While I'm sure it can do many great and amazing things, myhertiage is a personal favorite because it lets me upload pictures of me and my friends and then tells me which celebrities we look most like. Your results will change from picture to picture as well, and it's fun to see how a different haircut or angle can completely change the outcome, though I'd imagine going from Audrey Hepburn to Nick Nolte is probably just a lesson on what to avoid. Myhertiage also has a feature called celebrity morph that creates a video of your transformation into said celebrity. Sort of like The Swan but without all the heartbreak, pain, and skin-crawling visuals.

Would you prefer to see how you measure up in a less stomach-churning way? The baby name wizard's got you covered.
The baby name wizard tracks the 100 most popular baby names in the United States by year, going back to the '60s. Besides the pretty pink (or blue) map showing the name's current popularity status, it also graphs the name's popularity over the years by region, the state's political leanings, economic status, and population density. Trust me, hours (or at least half hours at a time) are filled comparing your name's popularity to that of your siblings, friends, favorite celebrities, etc.

As always with TCKiT, please use these sites responsibly, and by 'responsibly' I mean don't get caught playing Hunting with Palin at work/in class/on the subway causing you to get fired/thrown out/miss your stop, respectively. I hope this helps stave off your Cold Weather Blues, and happy holidays from Charm City.

Sunday, December 14, 2008

'Twilight' is terrible.

Texas likes to spare you pain. Texas likes to spare you suffering. And thus, dear reader, Texas would like to spare you 'Twilight.'
If you've been thinking of caving in to (ex) friends and/or (not so) loved ones who would like you to go see this film, let me save you your $8.00 and tell you everything you need to know right here:

I give it a grade of...... F-minus.

I'm not going to summarize the movie for you, because every single other site on the internet has done that.
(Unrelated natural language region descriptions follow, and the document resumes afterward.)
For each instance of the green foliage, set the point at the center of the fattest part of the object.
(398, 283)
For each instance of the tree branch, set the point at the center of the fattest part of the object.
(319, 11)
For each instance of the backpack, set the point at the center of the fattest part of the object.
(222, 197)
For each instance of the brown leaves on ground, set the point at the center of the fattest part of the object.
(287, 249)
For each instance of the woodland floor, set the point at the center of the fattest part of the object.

Instead, I'm just going to let you know: 'Twilight' is terrible.
The acting sucks, the lighting is that stupid gray wash (which I thought we had all moved past, Film Industry), the dialogue is stilted and awkward, the premises are unbelievable (200 years old, immense wealth and unlimited power and the vampires choose to repeat high school? Really?), and the overt abstinence messages are disingenuous and insulting in their delivery.
I want my money back.*

*Actually, I don't - I live in the middle of nowhere, and I brought my lunch with me to the theater, so all in all, it was a pretty cheap place to sit and text without anybody hassling me for two hours ($3.50 a ticket). Cheaper than getting a coffee at Starbucks.

1. Check out's writeup for a 12-minute version of this 120 minute movie:
If 'Twilight' was 10 Times Shorter and 100 Times More Honest.
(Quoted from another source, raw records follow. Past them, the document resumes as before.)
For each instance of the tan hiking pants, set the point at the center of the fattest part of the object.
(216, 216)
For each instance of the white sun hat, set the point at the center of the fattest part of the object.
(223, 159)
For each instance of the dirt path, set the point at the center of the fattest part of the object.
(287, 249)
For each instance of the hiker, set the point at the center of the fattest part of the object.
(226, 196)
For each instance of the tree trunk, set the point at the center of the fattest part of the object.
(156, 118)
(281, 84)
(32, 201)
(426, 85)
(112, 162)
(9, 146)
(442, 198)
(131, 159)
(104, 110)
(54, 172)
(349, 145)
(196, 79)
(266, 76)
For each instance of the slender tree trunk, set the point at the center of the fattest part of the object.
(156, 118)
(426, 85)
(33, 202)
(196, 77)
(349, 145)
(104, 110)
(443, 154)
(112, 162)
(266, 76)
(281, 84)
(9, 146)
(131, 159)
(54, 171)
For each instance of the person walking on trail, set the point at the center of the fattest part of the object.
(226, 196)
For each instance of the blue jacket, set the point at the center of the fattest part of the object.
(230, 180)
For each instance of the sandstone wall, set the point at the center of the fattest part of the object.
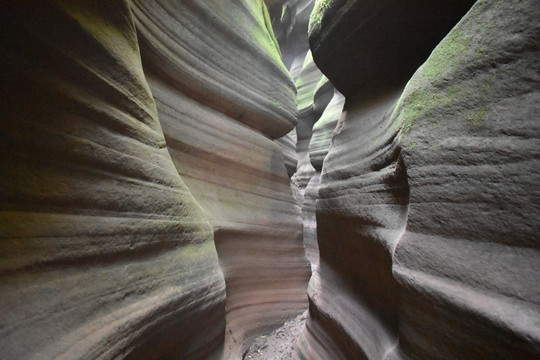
(427, 209)
(104, 252)
(223, 95)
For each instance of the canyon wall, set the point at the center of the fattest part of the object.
(223, 95)
(113, 195)
(104, 252)
(428, 206)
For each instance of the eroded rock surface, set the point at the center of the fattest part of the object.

2. Get a more intellectual analysis by reading PSA's:
'Twilight' Sucks...And Not In A Good Way.

3. If you still want MORE like the ravenous vegetarian beast that you are, you can check out the Wiki plot summaries of each book here:

First Book: Twilight

Second Book: New Moon

Third Book: Eclipse

Fourth Book: Breaking Dawn

4. Last but not least, give my hometown a shout-out by reading their own dire review:
Action in 'Twilight' has no fangs

At this point, you will be a TCKiT Twilight Scholar (tm), and call tell everyone who invites you to see this movie to bite you. Not literally.